Apaixonar-se é a parte fácil. Viver um grande amor é complicado. Complicado porque nos apaixonamos pela expectativa que fazemos do parceiro e da relação em si e não somente pela pessoa.
E é complicado porque acreditamos existir uma receita certa para se viver esse grande amor. Cresci recitando o poema famoso de Vinícius de Morais até perceber o quanto ele é, à primeira vista, bonito, mas na prática mesmo revela uma postura um tanto quanto machista. Mas quando a gente revê a postura um tanto arcaica de "fazer do corpo uma morada onde clausure-se a mulher amada e postar-se de fora com uma espada" à impressão não é mais de romantismo.
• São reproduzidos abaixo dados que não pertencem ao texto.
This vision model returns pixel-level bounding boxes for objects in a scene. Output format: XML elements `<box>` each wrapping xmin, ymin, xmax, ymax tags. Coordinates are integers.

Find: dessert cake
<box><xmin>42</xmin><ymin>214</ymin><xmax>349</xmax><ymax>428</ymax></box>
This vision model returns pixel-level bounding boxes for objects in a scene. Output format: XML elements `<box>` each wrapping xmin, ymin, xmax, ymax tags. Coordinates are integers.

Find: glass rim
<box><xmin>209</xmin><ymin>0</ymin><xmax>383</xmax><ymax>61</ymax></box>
Outro ponto que acho bem complicado é quando o poetinha diz – que defende a necessidade de se ter créditos no florista – que é "muito importante viver sempre junto e até ser, se possível, um só defunto — pra não morrer de dor". Fica evidente que não é amor. É posse, é egoísmo, é tratar como um troféu, uma relíquia que precisa ser guardada, protegida e mimada, pois "qualquer 'baixo' seu a amada sente e esfria um pouco o amor".
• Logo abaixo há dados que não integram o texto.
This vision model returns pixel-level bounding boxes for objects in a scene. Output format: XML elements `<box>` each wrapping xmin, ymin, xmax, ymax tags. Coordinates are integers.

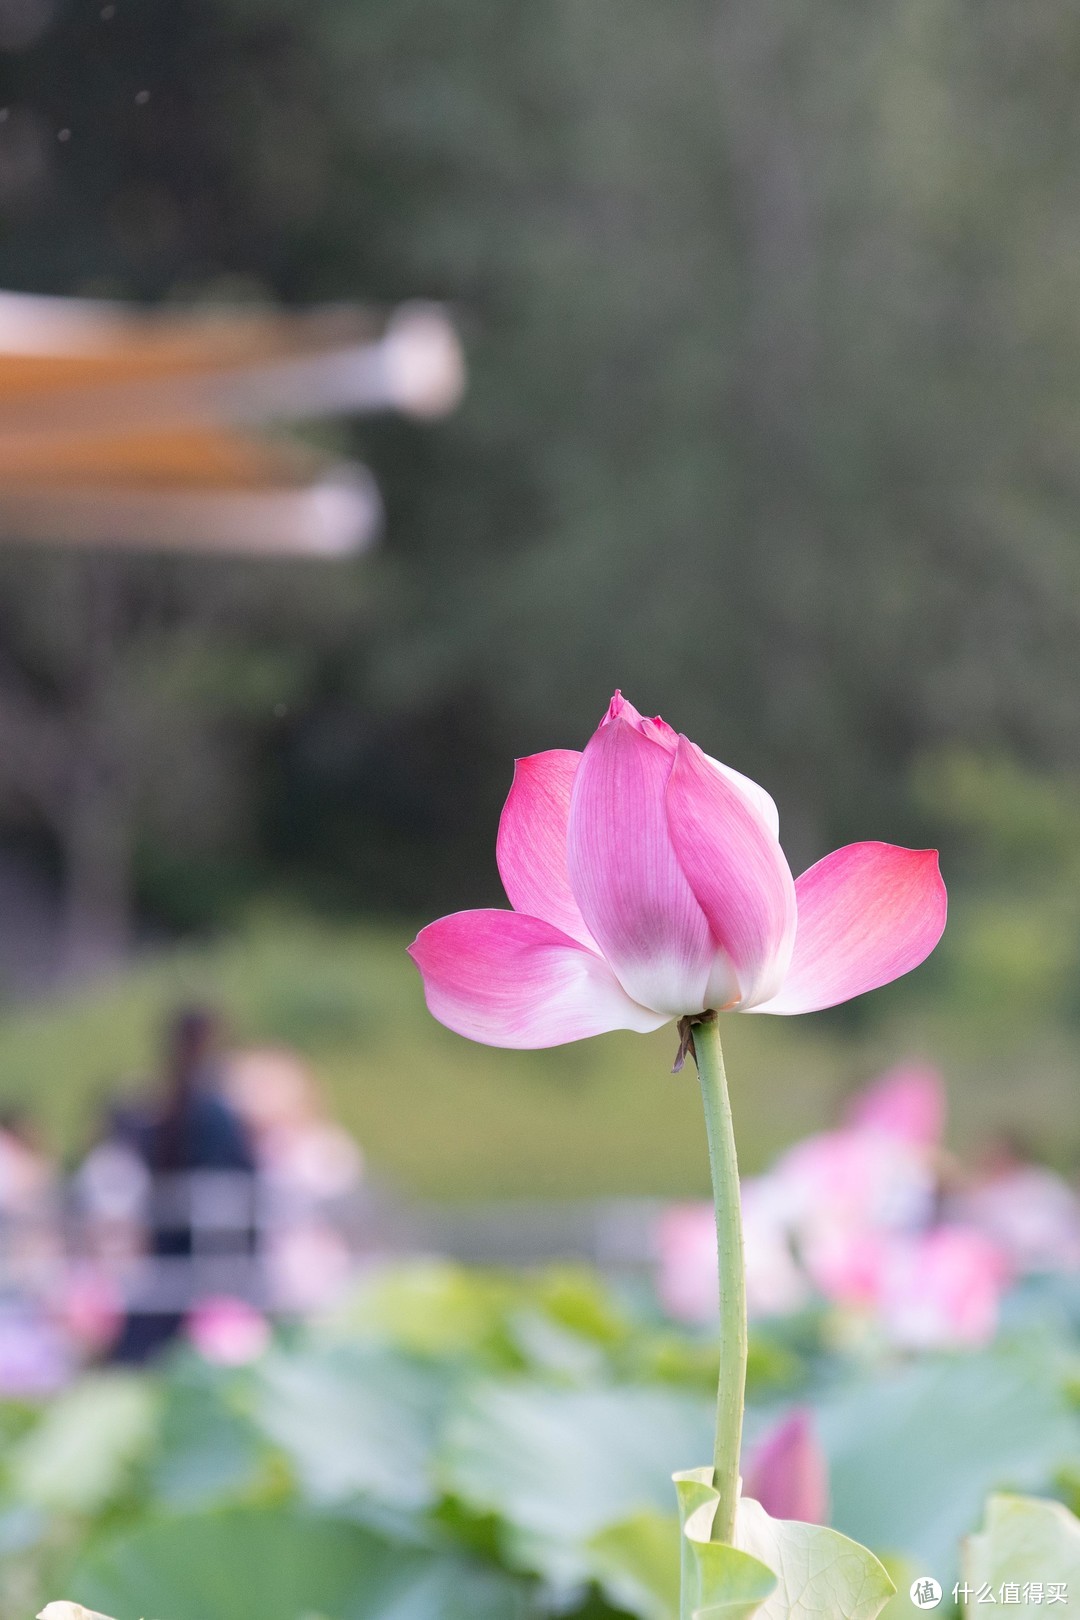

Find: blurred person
<box><xmin>110</xmin><ymin>1006</ymin><xmax>258</xmax><ymax>1362</ymax></box>
<box><xmin>145</xmin><ymin>1009</ymin><xmax>254</xmax><ymax>1176</ymax></box>
<box><xmin>225</xmin><ymin>1045</ymin><xmax>364</xmax><ymax>1196</ymax></box>
<box><xmin>0</xmin><ymin>1106</ymin><xmax>54</xmax><ymax>1210</ymax></box>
A amada, que tem que ser encontrada na "selva obscura e desvairada" é sempre passiva. E, cá entre nós, nenhum relacionamento resiste à passividade.
Para viver um grande amor – penso eu - é preciso, mesmo, abandonar a ideia do amor romântico. Da necessidade do sofrimento, do tratamento da amada (ou amado) como um objeto a ser conquistado. E que como recompensa oferecerá amor eterno.
Isso tudo é muito ultrapassado. E nunca funcionou muito, na verdade. As pessoas se acostumavam ou desistiam de uma vida mais prazerosa e ponto.
Um amor para ser vivido intensamente é aquele cheio de dualismos. É quando o casal (ou as pessoas envolvidas) tem intimidade para confidenciar segredos – sejam quais forem, e também entende que o outro não precisa saber tudo. Que confiança é saber que pode contar com a compreensão do outro quando precisar.
Aprendi também que para viver um grande amor é preciso amar a companhia do outro, mas também saber que pode curtir os amigos, se dedicar ao trabalho e aos hobbies porque amar a si mesmo também alimenta o relacionamento a dois.
Que ciúme existe e sempre existirá, mas que quando a gente entende que isso só existe pela nossa carência e não pela atitude do outro, a gente começa a aprender a domá-lo até torná-lo insignificante. Porque o que importa é como os que se amam se reconhecem e se respeitam na cumplicidade mútua e na individualidade de cada um.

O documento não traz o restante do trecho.